Letztens war ich in Brandenburg, der Stadt. Dabei hatte ich trotzdem den Ohrwurm von Rainald Grebe im Kopf, der sich nicht auf die „Wiege der Mark“, sondern auf das Land bezieht:
„In Brandenburg, in Brandenburg ist wieder jemand gegen einen Baum gegurkt. Was soll man auch machen mit siebzehn, achtzehn in Brandenburg ...“
So schlimm war es natürlich nicht. Aber dennoch: Selbst Freunden erscheint das erinnerte Brandenburg an der Havel trist und seelenlos. Obwohl es noch diese gefühlte Seele, diese gefühlte DDR gibt. Dort, wo die Stadt im Westen angekommen ist, wo saniert und gebaut wurde, entsteht bei demografischer Rückschrittlichkeit leider bloß der traumhafte Eindruck eines potjomkinschen Dorfes. Beispielsweise vor der wunderschönen Jugendstilvilla Lehmann in der Plauer Straße.

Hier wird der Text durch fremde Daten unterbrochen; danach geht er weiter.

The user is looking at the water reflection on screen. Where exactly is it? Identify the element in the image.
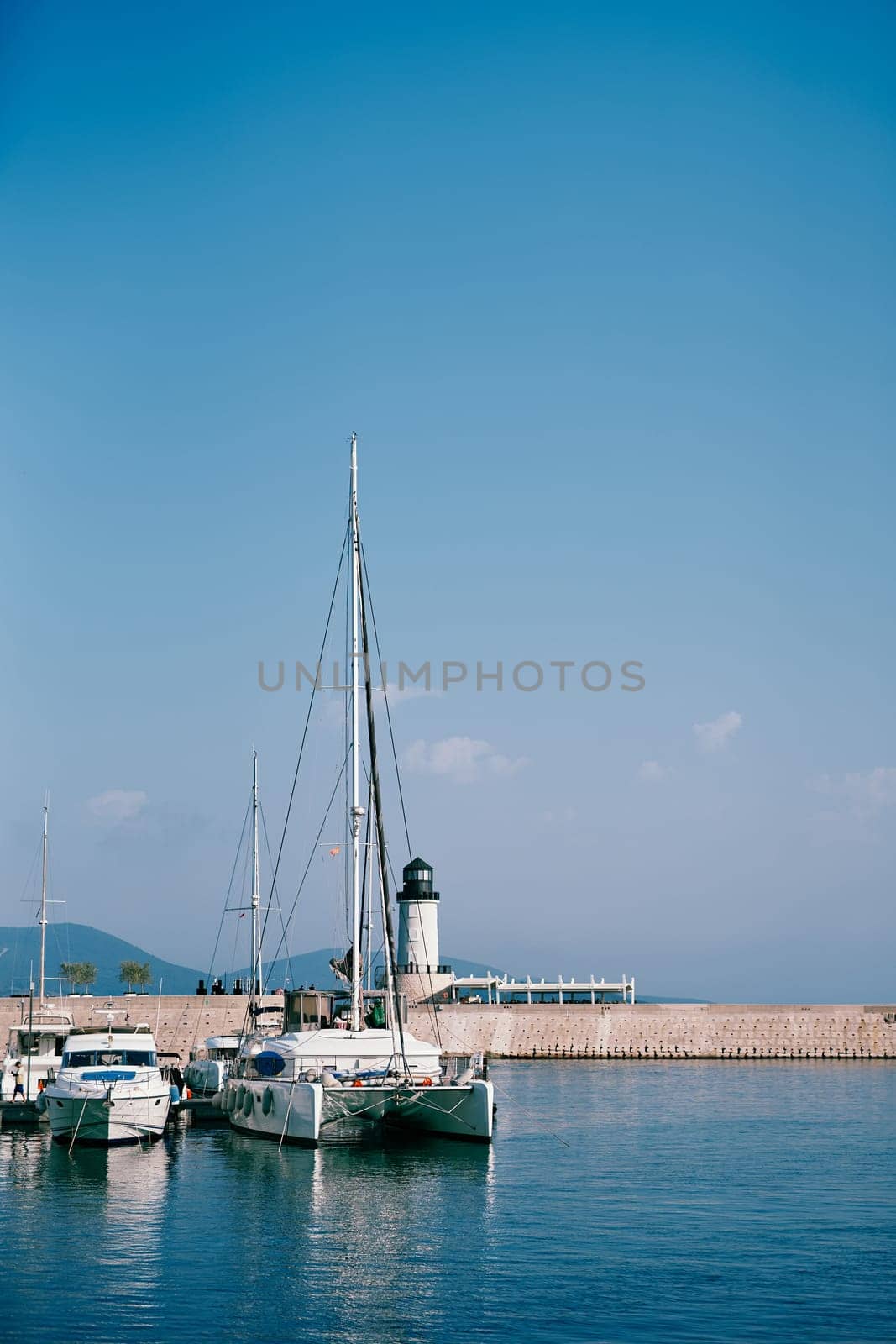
[218,1136,495,1341]
[0,1060,896,1344]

Authentischer wirken irgendwie die zerfallenen Bauten oder gar mutwillig Zerstörtes - wie der Webcam-Monitor auf der Brücke am Domstreng und der Parkautomat davor. Das ist Brandenburger Jugendkultur wie sie im Rufe steht! Da steht sie sogar Berlin in nichts nach. Für den fehlenden wirtschaftlichen Antrieb Brandenburgs springen Fördervereine und Förderprogramme als Ersatzmotoren an. Der Rest ist Schläfrigkeit, trotz der hübschen Beschreibung des „Lebens in der Stadt“ in der Webpräsenz.

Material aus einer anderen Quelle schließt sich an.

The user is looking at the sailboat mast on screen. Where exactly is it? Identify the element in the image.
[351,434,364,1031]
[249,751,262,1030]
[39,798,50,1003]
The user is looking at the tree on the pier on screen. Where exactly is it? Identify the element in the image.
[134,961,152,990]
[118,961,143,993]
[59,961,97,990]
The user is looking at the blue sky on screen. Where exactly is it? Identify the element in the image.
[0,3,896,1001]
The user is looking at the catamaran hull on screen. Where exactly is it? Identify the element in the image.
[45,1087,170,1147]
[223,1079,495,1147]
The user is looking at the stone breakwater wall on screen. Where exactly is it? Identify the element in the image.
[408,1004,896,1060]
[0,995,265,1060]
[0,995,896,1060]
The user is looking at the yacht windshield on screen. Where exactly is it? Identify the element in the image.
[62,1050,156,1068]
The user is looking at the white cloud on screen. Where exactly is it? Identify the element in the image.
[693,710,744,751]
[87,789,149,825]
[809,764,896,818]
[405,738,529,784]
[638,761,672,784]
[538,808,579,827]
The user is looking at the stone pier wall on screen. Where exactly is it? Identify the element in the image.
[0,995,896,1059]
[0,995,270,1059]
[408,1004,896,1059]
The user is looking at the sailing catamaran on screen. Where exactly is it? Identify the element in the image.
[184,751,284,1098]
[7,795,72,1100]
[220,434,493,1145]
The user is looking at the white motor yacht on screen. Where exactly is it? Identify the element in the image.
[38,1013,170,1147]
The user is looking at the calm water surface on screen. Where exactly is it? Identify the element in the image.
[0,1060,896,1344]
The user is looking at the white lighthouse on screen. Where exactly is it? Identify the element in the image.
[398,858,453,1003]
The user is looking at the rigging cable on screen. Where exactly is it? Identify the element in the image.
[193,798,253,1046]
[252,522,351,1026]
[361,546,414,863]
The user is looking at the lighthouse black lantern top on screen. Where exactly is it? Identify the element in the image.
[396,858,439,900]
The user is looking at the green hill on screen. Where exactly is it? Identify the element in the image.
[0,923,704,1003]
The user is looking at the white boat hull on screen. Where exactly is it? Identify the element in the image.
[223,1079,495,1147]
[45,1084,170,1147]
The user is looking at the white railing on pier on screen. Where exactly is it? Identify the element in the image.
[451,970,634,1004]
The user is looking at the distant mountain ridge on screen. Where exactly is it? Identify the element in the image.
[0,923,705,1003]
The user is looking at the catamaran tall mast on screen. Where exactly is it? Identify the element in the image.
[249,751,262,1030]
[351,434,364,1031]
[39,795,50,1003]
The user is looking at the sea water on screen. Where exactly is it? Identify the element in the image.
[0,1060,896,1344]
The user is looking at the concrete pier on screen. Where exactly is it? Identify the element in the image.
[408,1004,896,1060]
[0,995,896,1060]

Die Alte Mühle am Mühlendamm illustriert den Zustand Brandenburgs: Ein sanierter und ein ruinierter Gebäudekomplex werden von einer Brücke verbunden. Darunter fließt Wasser, fließt Zeit.
Weiter westlich, am Salzhofufer, sitzen die Trinker. Sie haben sich viel Würde im Verborgenen bewahrt und stieren fatalistisch wie Angler auf die Niedere Havel. Als würde dort eines Tages eine Antwort vorbeischwimmen oder ein Schiff anlegen, das sie mitnimmt.

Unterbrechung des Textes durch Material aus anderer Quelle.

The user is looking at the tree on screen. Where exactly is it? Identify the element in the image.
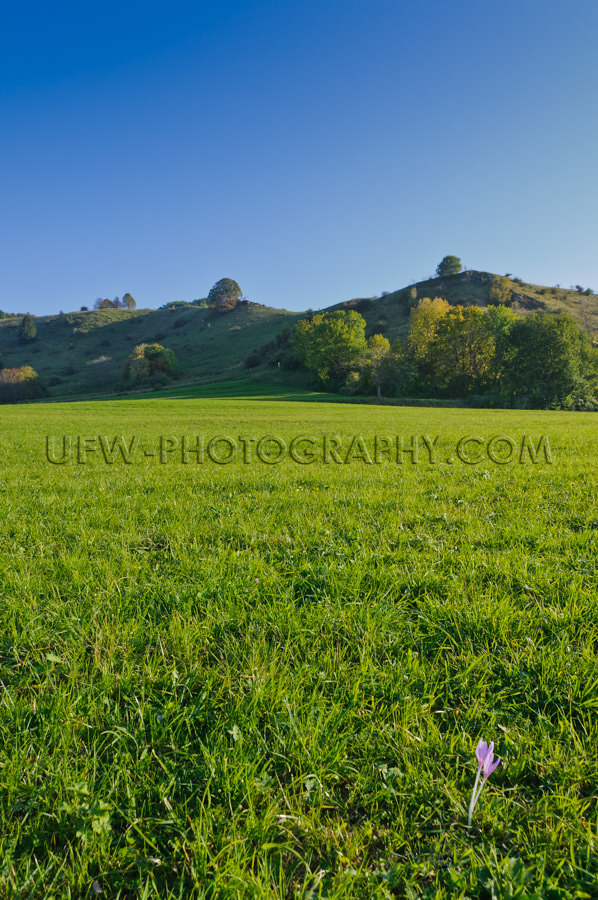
[436,256,463,278]
[506,313,597,408]
[364,334,390,400]
[123,344,176,384]
[208,278,241,313]
[19,313,37,344]
[291,309,367,384]
[407,297,451,376]
[430,306,495,395]
[0,366,47,403]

Nach einer Zeitreise ins 11. Jahrhundert wird ihnen wahrscheinlich nicht der Sinn stehen, vielleicht aber der damit verbundene Weg, der aus dem Schlamassel herausführen kann: Auf dem 11.000qm großen Areal direkt hinter ihnen bietet die BAS (Brandenburg an der Havel Arbeitsförderungs- und Strukturentwicklungsgesellschaft mbH) gestrandeten Existenzen die Möglichkeit dafür. Ganz im Sinne der experimentellen Archäologie entstand und entsteht dort ein Slawendorf, das mehr ist als ein Abenteuerspielplatz für Schülergruppen oder ein Mittelalterfest für Besucher. Hier lernt man über archaische Arbeitsprozesse seinen menschlichen und sozialen Wert kennen.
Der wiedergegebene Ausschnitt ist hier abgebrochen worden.